Portrait de Louise de Chaulieu
« Mes yeux bleus ne sont pas bêtes, ils sont fiers, entourés de deux
marges de nacre vive nuancée par de jolies fibrilles et sur lesquelles
mes cils longs et pressés ressemblent à des franges de soie.
Mon
front étincelle, mes cheveux ont les racines délicieusement plantées,
ils offrent des vagues d’or pâle, bruni dans les milieux et d’où
s’échappent quelques cheveux mutins qui disent assez que je ne suis pas
une blonde fade et à évanouissements, mais une blonde méridionale et
pleine de sang, une blonde qui frappe au lieu de se laisser atteindre.

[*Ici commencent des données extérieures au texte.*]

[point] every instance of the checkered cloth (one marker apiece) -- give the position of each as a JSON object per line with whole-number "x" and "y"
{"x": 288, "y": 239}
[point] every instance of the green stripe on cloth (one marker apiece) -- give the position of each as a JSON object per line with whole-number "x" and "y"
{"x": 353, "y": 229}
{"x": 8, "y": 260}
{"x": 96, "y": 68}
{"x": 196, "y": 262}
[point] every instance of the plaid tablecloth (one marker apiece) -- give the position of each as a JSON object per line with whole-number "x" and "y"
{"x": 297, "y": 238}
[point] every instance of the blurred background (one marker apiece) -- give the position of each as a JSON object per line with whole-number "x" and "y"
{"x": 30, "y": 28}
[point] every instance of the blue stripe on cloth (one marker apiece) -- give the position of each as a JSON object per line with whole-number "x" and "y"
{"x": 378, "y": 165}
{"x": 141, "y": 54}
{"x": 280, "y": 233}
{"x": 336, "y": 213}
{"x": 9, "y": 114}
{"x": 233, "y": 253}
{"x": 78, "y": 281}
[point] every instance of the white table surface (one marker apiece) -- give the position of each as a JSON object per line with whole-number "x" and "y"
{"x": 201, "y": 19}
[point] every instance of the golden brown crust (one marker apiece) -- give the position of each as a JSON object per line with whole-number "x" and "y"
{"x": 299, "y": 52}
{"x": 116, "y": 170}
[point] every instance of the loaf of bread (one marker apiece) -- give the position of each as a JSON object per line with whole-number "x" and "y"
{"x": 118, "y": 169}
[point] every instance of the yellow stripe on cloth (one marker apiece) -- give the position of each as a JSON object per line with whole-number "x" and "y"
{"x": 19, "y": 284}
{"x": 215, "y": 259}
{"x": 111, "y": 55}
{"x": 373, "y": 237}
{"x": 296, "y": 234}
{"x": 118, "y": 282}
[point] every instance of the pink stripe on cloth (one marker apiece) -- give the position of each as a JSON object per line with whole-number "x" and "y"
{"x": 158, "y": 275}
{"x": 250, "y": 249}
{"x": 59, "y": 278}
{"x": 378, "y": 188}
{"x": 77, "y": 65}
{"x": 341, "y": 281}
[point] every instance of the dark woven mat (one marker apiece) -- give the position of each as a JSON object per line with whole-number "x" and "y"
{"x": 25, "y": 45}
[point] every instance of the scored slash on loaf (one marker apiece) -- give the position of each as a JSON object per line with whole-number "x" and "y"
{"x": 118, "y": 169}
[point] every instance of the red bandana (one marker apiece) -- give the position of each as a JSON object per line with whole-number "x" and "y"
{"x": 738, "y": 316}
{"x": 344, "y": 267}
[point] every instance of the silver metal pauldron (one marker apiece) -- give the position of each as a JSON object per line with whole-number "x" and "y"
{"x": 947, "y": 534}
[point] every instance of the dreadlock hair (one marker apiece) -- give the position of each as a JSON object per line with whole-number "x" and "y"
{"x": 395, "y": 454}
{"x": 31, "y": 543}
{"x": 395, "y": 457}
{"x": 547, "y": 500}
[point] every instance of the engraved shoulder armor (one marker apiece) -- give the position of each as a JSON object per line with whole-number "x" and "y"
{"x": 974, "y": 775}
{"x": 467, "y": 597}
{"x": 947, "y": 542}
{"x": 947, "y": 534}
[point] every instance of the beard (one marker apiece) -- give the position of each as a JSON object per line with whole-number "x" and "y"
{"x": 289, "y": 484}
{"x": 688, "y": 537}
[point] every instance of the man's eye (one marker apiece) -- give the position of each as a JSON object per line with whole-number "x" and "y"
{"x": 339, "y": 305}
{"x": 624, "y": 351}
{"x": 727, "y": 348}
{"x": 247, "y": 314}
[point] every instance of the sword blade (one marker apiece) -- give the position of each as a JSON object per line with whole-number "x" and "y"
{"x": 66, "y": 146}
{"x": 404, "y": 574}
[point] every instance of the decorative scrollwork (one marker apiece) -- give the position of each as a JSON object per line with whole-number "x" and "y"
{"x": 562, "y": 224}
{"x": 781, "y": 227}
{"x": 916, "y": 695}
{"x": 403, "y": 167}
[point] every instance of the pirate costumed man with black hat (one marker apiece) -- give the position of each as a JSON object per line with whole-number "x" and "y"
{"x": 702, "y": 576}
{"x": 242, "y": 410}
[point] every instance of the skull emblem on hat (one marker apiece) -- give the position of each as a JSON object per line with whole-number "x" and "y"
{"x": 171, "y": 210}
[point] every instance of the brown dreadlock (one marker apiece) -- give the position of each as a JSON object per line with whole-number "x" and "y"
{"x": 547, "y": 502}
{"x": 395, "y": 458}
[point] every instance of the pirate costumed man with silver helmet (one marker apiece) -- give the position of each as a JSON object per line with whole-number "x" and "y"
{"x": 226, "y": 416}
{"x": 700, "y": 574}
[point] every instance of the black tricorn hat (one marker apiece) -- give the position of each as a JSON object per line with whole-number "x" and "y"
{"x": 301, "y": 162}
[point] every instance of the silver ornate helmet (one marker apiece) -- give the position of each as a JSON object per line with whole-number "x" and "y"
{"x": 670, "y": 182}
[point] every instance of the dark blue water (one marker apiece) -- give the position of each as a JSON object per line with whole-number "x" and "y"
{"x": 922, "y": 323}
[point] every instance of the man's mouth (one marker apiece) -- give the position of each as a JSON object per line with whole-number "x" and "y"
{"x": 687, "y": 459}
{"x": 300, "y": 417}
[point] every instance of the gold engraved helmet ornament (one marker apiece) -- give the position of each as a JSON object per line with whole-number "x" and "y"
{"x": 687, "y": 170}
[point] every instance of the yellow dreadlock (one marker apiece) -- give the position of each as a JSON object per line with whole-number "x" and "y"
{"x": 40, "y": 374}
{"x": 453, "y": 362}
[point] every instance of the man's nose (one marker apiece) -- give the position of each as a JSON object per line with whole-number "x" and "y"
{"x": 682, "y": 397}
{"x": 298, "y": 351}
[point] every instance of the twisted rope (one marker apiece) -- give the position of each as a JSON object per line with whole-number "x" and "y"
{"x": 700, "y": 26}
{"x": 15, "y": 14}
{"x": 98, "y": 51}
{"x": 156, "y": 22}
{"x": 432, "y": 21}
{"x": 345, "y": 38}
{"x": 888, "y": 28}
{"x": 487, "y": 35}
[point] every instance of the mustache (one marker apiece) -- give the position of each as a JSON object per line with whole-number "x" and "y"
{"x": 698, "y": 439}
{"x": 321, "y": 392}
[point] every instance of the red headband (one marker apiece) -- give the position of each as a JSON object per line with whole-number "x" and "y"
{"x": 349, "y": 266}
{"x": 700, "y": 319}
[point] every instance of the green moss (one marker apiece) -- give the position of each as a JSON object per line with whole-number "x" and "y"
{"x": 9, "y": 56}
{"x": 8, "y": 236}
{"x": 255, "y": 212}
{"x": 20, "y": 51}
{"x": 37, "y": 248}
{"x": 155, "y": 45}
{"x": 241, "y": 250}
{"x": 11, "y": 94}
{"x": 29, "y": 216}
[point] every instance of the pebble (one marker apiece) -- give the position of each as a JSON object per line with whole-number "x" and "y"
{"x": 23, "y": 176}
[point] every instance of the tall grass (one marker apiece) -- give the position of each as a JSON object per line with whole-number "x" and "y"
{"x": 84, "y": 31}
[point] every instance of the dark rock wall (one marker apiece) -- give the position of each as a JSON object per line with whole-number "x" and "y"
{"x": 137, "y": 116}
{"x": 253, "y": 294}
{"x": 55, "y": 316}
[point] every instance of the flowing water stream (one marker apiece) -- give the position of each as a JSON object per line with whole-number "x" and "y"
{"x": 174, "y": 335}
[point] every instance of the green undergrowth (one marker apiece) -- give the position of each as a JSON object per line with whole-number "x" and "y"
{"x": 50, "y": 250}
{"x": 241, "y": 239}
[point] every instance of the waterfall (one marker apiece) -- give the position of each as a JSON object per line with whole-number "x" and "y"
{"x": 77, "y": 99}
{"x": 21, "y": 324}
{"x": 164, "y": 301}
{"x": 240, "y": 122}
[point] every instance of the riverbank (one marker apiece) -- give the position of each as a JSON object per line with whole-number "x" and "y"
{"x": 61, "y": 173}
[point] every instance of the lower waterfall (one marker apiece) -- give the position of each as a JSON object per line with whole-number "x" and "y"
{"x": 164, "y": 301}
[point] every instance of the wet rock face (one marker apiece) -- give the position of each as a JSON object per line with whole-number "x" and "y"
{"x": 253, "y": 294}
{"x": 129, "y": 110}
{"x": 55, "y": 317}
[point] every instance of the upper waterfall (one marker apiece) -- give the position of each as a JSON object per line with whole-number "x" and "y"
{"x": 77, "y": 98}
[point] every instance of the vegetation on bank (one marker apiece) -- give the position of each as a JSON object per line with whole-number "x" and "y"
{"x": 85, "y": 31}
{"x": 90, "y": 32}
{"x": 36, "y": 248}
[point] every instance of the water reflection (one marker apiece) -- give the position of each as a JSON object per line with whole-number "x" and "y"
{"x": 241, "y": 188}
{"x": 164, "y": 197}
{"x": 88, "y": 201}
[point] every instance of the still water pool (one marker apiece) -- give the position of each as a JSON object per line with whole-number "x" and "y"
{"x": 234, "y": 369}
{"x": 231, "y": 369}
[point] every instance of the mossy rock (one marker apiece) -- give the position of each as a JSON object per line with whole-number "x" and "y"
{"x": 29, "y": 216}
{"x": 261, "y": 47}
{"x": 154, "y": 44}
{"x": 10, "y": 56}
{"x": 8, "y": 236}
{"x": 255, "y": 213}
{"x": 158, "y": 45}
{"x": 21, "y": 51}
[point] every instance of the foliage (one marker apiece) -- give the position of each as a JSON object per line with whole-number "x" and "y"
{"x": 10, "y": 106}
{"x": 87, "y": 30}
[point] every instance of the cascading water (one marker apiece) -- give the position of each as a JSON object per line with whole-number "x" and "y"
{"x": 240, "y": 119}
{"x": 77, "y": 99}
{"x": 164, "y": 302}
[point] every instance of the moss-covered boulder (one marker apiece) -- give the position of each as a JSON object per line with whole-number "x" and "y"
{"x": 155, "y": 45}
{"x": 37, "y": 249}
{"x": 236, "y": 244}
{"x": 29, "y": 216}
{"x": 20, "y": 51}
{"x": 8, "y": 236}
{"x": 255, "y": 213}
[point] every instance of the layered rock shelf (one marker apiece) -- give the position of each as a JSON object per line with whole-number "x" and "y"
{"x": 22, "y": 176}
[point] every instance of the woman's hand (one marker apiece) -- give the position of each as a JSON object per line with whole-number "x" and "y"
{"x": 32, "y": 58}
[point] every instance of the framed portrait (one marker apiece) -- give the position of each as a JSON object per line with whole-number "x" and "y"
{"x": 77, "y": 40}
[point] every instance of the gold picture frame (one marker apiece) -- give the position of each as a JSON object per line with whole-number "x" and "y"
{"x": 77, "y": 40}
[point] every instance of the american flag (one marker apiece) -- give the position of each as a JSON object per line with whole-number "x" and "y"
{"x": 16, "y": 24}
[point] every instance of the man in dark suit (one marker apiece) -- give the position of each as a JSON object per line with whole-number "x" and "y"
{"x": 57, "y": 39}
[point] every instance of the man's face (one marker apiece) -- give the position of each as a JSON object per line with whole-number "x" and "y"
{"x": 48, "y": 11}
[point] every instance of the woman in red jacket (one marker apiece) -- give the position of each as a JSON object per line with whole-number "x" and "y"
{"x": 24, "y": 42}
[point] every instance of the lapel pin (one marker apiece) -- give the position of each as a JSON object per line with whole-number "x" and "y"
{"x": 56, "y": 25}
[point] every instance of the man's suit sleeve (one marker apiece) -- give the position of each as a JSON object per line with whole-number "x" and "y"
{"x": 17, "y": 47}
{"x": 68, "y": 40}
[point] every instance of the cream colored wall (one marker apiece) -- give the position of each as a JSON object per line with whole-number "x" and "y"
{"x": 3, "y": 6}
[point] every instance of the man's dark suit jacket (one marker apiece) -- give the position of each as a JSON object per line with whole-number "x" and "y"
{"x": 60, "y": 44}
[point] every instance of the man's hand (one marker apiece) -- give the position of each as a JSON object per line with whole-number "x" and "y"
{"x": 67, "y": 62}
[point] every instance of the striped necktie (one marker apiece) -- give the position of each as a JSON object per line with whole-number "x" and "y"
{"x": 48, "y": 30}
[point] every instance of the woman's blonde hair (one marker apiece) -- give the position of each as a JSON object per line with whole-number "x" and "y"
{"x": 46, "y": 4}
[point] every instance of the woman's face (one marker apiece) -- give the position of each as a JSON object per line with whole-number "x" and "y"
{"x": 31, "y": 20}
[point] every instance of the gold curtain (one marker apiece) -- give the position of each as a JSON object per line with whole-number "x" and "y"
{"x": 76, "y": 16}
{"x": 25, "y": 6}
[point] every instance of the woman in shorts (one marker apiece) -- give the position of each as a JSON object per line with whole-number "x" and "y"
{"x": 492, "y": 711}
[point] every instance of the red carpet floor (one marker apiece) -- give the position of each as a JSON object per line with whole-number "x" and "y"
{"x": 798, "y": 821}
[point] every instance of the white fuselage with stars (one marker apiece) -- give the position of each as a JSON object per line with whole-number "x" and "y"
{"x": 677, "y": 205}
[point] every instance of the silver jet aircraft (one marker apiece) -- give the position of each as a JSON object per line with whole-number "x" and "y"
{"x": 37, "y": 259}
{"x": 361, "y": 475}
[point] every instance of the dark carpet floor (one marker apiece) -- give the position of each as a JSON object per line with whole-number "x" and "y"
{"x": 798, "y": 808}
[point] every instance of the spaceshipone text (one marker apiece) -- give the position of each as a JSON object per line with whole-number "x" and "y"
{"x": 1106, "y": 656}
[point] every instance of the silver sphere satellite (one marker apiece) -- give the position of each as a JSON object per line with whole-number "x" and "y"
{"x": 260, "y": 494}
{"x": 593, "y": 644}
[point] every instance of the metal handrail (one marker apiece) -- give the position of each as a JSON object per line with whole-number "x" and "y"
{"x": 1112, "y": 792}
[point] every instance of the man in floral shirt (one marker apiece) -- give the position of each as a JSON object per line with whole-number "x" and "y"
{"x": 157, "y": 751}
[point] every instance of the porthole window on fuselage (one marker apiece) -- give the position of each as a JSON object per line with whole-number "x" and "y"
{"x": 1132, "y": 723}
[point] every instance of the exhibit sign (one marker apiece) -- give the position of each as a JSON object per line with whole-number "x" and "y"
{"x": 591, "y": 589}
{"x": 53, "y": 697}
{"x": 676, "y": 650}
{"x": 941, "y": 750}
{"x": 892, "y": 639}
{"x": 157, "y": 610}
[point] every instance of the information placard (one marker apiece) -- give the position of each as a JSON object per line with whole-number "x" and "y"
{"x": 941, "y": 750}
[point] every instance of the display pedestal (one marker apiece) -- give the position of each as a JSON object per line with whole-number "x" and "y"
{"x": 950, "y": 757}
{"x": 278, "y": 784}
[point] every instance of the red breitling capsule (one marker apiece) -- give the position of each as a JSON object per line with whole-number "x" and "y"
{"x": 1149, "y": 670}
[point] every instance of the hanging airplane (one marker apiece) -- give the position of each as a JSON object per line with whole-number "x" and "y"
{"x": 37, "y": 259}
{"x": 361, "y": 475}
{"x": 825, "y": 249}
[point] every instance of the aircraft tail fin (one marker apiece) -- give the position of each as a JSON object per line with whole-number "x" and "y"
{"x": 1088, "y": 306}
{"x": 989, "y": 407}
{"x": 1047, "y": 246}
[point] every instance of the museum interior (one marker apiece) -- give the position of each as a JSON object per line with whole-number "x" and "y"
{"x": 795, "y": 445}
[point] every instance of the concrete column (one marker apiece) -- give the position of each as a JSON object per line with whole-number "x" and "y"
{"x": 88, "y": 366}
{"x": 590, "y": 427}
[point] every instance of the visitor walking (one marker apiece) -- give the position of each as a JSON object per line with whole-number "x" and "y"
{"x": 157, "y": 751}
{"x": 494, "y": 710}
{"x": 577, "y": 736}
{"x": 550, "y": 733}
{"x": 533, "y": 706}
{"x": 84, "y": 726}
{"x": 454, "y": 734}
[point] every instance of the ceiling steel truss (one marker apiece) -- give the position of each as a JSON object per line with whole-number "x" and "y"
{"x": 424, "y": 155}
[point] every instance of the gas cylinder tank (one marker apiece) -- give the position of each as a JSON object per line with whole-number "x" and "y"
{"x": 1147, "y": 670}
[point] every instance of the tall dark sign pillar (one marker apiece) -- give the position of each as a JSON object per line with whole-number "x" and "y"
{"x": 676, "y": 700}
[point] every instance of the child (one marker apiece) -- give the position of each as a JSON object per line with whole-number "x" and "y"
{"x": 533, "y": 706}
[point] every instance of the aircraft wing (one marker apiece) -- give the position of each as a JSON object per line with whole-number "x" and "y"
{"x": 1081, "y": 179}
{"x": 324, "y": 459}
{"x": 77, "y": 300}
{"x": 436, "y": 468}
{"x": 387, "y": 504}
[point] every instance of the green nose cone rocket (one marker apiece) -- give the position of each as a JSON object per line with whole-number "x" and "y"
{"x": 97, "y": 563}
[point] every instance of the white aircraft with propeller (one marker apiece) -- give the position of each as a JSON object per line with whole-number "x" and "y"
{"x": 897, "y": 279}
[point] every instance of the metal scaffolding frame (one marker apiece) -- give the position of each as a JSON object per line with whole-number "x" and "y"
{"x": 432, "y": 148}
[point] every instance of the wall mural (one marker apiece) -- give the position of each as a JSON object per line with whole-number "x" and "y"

Le coiffeur ne voulait-il pas me les lisser en deux bandeaux et me
mettre sur le front une perle retenue par une chaîne d’or en me disant
que j’aurais l’air Moyen Age - « Apprenez que je n’ai pas assez d’âge
pour en être au moyen et pour mettre un ornement qui rajeunisse! » Mon
nez est mince, les narines sont bien coupées et séparées par une
charmante cloison rose; il est impérieux, moqueur, et son extrémité est
trop nerveuse pour jamais ni grossir ni rougir.
Ma
chère biche, si ce n’est pas à faire prendre une fille sans dot, je ne
m’y connais pas. Mes oreilles ont des enroulements coquets, une perle à
chaque bout y paraîtra jaune. Mon col est long, il a ce mouvement
serpentin qui donne tant de majesté.
Dans
l’ombre, sa blancheur se dore. Ah! J’ai peut être la bouche un peu
grande, mais elle est si expressive, les lèvres sont d’une si belle
couleur, les dents rient de si bonne grâce! Et puis, ma chère, tout est
en harmonie: on a une démarche, on a une voix! »...
Mémoire de deux jeunes mariées par Honoré de Balzac.